If we were to apply literally the rule as quoted above, it would be next to impossible to accord capital gains treatment to the sale of real estate once the taxpayer has recaptured his original investment. Certainly this was not the intent of Congress. As was said in Home Company v. Commissioner, 10 Cir., 212 F.2d 637, 641:

“One may, of course, liquidate a capital asset. To do so it is necessary to sell. The sale may be conducted in the most advantageous manner to the seller and he will not lose the benefits of the capital gains provision of the statute, unless he enters the real estate business and carries on the sale in the manner in which such a business is ordinarily conducted.”

The Williamson case applies the frequency and continuity test to profits on cotton purchased under “call” contracts by a gin operator from his own mill for the purpose of reselling it at a profit. The taxpayer’s business was that of buying and selling cotton. It is indeed difficult to reconcile a commodities case with that involving the sale of real estate. Furthermore, the doctrine pronounced in Rollingwood Corp. v. Commissioner, supra, referred to in Williamson, is definitely modified by the subsequent decision in Camp v. Commissioner, supra.

The recent case of Peebles v. Commissioner, supra, affirming 15 T.C.M. 801 affords but little relief to the defendant. The taxpayer therein originally acquired the land for investment, but later changed his approach by holding the property primarily for sale in the ordinary course of business. In so doing taxpayer improved the property by adding railroad sidings and acquired nearby properties to enhance the desirability of property already purchased. The court pointed out that activity of this type on the part of the taxpayer points away from a passive liquidation of property, particularly when he commenced his sales on the very day of his later purchases. See, also, Lakin v. Commissioner, 4 Cir., 249 F.2d 781.

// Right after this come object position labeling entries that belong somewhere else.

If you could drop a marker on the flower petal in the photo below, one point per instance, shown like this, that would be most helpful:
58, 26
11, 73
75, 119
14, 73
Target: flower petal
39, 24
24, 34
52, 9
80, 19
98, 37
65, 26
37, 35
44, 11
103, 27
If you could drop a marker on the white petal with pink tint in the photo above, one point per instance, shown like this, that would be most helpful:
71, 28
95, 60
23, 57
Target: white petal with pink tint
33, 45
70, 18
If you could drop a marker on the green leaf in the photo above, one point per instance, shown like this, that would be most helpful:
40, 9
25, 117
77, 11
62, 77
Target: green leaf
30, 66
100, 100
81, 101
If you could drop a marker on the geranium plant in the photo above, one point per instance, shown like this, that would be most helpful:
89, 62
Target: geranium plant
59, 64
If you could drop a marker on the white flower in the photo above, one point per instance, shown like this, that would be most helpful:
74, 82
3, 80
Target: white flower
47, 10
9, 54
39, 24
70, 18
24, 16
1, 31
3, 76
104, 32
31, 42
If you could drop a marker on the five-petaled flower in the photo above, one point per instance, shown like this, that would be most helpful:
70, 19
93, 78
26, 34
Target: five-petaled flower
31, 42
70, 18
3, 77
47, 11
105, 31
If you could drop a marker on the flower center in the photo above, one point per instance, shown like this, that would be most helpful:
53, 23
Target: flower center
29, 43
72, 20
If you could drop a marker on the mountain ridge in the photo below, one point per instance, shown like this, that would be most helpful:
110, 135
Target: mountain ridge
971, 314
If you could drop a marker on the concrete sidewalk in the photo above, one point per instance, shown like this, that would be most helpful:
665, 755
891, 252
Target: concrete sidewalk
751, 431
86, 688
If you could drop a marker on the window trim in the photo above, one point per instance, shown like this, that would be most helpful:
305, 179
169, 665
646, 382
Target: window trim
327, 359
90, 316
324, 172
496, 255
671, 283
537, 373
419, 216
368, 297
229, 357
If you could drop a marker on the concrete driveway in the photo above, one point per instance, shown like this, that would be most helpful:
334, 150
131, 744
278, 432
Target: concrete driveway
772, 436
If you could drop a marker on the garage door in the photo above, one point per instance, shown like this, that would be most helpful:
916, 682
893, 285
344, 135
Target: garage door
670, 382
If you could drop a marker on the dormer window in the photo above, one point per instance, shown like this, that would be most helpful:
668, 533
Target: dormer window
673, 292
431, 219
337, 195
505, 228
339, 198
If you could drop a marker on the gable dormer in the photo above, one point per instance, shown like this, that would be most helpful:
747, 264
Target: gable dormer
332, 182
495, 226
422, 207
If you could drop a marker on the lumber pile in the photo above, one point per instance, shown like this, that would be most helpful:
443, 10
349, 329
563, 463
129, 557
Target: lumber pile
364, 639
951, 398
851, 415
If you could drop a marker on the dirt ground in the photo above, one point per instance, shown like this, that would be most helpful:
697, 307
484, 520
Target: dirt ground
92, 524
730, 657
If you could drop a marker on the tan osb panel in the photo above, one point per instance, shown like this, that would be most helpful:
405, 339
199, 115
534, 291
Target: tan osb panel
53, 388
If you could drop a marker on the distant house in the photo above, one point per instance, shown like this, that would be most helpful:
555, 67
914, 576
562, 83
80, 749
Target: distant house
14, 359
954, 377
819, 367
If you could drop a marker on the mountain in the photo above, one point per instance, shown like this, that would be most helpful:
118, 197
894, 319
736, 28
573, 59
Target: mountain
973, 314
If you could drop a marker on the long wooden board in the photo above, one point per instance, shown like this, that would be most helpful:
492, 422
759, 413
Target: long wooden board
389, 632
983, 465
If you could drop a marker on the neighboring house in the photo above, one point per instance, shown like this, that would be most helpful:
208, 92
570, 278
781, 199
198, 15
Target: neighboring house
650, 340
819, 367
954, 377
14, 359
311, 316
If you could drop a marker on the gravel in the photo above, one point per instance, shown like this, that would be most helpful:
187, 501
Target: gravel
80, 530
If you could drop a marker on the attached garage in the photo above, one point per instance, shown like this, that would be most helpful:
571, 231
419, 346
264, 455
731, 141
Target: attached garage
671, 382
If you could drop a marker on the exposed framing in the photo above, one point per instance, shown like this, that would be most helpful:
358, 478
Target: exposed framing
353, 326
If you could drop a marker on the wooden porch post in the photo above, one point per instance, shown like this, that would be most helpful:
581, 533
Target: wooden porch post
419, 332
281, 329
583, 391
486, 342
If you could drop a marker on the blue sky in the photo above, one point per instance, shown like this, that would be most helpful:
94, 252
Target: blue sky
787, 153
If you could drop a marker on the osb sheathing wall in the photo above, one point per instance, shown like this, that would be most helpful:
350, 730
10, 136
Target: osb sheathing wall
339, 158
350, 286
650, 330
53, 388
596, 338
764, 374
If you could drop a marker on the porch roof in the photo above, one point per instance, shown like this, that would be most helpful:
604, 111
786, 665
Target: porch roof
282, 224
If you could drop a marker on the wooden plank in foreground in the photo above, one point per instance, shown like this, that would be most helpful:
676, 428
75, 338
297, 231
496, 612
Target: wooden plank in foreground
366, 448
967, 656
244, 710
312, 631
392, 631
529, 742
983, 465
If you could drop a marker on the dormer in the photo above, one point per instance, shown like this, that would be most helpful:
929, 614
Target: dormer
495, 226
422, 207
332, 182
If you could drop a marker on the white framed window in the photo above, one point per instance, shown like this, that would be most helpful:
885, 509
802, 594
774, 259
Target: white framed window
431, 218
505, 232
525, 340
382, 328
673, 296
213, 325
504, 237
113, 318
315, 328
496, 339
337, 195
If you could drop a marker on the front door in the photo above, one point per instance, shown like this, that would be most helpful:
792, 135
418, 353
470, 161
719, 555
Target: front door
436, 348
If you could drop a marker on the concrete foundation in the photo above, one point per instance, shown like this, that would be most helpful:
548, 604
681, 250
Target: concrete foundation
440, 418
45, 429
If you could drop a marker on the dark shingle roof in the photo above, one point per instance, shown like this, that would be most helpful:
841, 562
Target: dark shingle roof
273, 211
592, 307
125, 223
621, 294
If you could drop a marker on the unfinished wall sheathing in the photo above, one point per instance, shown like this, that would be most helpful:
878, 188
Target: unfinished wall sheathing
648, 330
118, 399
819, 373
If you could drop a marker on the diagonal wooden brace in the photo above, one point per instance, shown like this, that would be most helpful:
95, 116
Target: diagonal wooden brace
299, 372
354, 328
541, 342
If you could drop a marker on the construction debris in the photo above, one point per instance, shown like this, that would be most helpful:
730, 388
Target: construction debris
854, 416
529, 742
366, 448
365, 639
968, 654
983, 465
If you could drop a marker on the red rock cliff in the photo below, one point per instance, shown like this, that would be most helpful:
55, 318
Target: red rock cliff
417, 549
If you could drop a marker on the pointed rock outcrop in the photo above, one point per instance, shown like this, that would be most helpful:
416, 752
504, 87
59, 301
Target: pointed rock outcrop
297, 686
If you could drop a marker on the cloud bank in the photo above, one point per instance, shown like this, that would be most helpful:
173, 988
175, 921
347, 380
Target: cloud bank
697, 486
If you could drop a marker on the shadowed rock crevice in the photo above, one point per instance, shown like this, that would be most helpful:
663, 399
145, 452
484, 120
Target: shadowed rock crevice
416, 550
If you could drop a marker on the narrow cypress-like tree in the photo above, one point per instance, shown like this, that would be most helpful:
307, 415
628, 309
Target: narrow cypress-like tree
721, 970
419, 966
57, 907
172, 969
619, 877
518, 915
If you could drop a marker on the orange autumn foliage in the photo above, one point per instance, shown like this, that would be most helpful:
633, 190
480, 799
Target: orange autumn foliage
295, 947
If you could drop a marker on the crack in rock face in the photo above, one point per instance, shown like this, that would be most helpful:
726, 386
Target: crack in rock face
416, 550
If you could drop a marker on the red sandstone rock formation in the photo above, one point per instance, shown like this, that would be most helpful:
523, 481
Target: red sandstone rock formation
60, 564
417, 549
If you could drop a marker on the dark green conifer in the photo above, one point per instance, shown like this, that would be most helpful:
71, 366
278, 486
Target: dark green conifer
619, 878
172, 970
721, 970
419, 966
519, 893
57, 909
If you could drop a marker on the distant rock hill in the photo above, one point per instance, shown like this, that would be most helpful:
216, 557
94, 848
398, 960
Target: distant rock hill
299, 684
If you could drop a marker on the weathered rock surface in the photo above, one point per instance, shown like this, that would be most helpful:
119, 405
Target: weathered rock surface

There has been general approval of the tests laid down in Smith v. Dunn, supra, and Farley, supra. In addition to Camp v. Murray, supra, decided by this Circuit, we find White v. Commissioner, 5 Cir., 172 F.2d 629; Curtis Co. v. Commissioner, 3 Cir., 232 F.2d 167; and Goldberg v. Commissioner, 5 Cir., 223 F.2d 709. If we exclude the “civic mindedness” feature of the taxpayer in Camp, we come to the conclusion that the present taxpayer (Harcum) is far more “passively postured”.

A judgment order will be entered upon presentation.